To explore the origins of the outbreak, researchers sequenced the genomes of cholera bacteria samples collected in Yemen, South Asia, the Middle East, eastern Africa and central Africa.

After comparing these sequences to a global collection of more than 1,000 cholera samples, scientists found that the strain causing the Yemen epidemic is related to one first detected in south Asia, in 2012. However, the strain, which arrived in Yemen in 2016, was circulating in eastern Africa in 2013-14.

Yemen's health dilemma has been worsening due to an ongoing war that intensified when Saudi Arabia and eight other Arab countries - supported by the United States, the United Kingdom and France - launched strikes against the Houthis, a Shiite group that rebelled against President Abdrabbuh  Hadi.
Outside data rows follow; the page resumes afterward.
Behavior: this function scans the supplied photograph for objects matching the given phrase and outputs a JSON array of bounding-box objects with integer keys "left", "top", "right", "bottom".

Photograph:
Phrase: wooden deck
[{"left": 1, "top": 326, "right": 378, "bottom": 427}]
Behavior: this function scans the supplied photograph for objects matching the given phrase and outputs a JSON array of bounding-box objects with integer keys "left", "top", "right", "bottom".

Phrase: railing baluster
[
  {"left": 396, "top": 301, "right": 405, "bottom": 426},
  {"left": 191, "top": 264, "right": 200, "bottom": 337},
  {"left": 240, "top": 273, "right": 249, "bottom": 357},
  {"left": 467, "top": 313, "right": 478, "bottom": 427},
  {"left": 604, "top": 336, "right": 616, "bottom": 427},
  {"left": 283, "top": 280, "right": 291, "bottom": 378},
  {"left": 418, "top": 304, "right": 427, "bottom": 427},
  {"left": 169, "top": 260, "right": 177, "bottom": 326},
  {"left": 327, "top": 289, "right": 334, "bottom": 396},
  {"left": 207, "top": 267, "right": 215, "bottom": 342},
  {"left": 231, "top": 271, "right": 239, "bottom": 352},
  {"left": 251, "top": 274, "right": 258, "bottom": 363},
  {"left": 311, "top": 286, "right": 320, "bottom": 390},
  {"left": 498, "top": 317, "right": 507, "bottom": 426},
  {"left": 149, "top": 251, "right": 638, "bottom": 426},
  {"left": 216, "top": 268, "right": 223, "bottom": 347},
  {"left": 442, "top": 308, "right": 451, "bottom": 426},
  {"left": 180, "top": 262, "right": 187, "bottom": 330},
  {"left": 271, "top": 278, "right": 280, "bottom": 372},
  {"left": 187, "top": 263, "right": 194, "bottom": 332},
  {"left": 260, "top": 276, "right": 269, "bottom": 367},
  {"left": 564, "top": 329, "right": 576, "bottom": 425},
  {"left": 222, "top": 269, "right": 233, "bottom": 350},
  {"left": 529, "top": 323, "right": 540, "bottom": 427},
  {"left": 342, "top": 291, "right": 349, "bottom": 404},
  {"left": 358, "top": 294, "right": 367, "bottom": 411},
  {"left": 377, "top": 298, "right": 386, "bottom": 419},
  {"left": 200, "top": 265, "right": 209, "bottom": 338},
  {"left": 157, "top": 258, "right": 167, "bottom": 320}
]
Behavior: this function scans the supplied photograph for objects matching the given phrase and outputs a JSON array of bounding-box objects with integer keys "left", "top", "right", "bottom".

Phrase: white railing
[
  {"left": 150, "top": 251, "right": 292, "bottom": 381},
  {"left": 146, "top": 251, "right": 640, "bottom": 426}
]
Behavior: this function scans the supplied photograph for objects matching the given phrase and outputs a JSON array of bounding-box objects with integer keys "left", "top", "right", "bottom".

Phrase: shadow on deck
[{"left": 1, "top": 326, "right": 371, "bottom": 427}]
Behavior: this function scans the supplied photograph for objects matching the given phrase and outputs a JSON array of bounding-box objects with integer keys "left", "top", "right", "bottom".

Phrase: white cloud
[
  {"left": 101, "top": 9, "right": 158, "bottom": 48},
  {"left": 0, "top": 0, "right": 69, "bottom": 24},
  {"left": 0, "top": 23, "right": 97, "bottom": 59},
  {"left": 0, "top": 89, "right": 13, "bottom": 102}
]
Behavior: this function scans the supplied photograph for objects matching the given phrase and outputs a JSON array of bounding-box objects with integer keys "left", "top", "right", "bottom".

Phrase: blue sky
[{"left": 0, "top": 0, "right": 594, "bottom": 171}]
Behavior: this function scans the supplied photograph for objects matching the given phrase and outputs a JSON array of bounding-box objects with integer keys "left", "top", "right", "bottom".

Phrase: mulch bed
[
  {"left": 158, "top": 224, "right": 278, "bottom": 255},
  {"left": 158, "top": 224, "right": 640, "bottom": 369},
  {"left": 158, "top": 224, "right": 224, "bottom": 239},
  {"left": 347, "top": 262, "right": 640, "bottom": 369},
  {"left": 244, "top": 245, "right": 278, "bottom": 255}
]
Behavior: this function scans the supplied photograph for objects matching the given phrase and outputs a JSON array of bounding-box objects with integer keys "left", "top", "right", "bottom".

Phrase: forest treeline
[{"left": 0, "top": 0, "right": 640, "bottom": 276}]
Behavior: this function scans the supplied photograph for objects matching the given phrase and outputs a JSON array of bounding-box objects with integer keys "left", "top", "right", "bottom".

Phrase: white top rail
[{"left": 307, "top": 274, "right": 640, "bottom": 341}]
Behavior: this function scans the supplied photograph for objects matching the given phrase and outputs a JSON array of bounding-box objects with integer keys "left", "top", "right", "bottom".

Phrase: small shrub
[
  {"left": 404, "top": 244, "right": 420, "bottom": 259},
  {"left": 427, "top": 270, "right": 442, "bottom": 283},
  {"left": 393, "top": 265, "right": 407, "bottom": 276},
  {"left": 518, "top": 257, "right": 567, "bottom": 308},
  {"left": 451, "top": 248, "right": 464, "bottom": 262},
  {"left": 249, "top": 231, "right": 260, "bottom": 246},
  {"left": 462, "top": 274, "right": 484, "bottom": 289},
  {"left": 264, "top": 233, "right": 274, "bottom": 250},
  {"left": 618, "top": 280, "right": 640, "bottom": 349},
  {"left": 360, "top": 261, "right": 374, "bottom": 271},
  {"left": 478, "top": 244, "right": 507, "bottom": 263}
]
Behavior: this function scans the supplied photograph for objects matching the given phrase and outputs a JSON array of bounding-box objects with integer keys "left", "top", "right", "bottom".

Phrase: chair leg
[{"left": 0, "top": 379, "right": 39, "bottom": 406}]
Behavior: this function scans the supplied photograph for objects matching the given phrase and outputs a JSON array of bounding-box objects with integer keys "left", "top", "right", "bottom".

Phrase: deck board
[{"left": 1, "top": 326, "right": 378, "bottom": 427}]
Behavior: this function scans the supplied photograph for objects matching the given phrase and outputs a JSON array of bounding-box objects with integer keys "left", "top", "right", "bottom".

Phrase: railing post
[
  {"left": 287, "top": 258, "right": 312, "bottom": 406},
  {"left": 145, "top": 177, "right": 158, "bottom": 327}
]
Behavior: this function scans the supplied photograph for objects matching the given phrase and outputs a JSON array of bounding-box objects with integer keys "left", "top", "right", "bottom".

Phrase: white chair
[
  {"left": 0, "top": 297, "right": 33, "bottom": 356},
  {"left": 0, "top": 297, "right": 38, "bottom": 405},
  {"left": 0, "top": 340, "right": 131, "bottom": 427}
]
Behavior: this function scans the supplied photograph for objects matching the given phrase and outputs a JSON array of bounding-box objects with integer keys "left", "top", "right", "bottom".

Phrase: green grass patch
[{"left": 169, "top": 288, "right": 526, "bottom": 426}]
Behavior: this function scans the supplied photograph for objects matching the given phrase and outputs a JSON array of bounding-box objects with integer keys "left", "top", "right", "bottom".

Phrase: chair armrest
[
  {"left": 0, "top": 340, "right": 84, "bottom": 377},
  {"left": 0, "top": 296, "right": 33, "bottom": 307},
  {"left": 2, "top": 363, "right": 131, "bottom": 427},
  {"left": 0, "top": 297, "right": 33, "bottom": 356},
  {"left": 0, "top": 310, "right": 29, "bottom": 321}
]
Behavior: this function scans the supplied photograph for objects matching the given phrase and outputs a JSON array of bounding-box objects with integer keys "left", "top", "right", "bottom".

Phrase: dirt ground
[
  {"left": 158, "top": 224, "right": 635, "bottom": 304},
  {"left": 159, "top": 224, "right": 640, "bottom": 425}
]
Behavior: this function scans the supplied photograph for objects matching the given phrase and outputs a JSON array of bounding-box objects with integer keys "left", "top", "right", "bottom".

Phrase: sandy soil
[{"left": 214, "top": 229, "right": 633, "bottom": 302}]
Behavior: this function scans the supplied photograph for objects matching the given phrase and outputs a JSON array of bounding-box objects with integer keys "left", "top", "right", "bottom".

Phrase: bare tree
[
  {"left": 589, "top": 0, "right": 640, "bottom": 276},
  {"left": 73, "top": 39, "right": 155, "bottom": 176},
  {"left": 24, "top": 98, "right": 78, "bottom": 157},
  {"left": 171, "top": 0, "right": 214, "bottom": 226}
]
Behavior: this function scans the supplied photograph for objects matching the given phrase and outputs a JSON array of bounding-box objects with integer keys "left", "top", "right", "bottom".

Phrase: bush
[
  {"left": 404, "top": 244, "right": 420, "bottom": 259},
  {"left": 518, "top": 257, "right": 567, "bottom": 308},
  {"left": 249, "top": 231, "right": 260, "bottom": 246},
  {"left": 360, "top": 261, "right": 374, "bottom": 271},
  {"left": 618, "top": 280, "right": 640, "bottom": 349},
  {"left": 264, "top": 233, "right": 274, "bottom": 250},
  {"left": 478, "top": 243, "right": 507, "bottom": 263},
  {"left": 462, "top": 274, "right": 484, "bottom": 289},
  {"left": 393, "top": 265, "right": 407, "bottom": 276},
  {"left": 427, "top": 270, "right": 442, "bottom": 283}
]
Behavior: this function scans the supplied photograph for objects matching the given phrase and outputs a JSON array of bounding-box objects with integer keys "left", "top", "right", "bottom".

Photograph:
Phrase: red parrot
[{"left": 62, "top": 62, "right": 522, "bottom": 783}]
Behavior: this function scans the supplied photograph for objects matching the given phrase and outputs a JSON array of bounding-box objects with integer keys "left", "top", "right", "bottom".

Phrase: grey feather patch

As a way to support the Sunni groups that control Yemen, Saudi Arabia has maintained an air, land and maritime blockade against the country since 2016.

According to the World Health Organization (WHO), there are seven million Yemenis in famine and they depend on foreign aid to survive. At least 85,000 children, under the age of five, have reportedly died of hunger since the attacks on Yemen intensified three years ago.

The outbreak of cholera in Yemen is the worst recorded in history given that it has exceeded 1.2 million cases since 2017.

According to the Red Cross, 15 million Yemenis do not have access to drinking water and 90 percent depend on the water that arrives in tankers.

Besides, the Saudi Arabian blockade disrupts fuel availability, and therefore, impedes the transportation of water.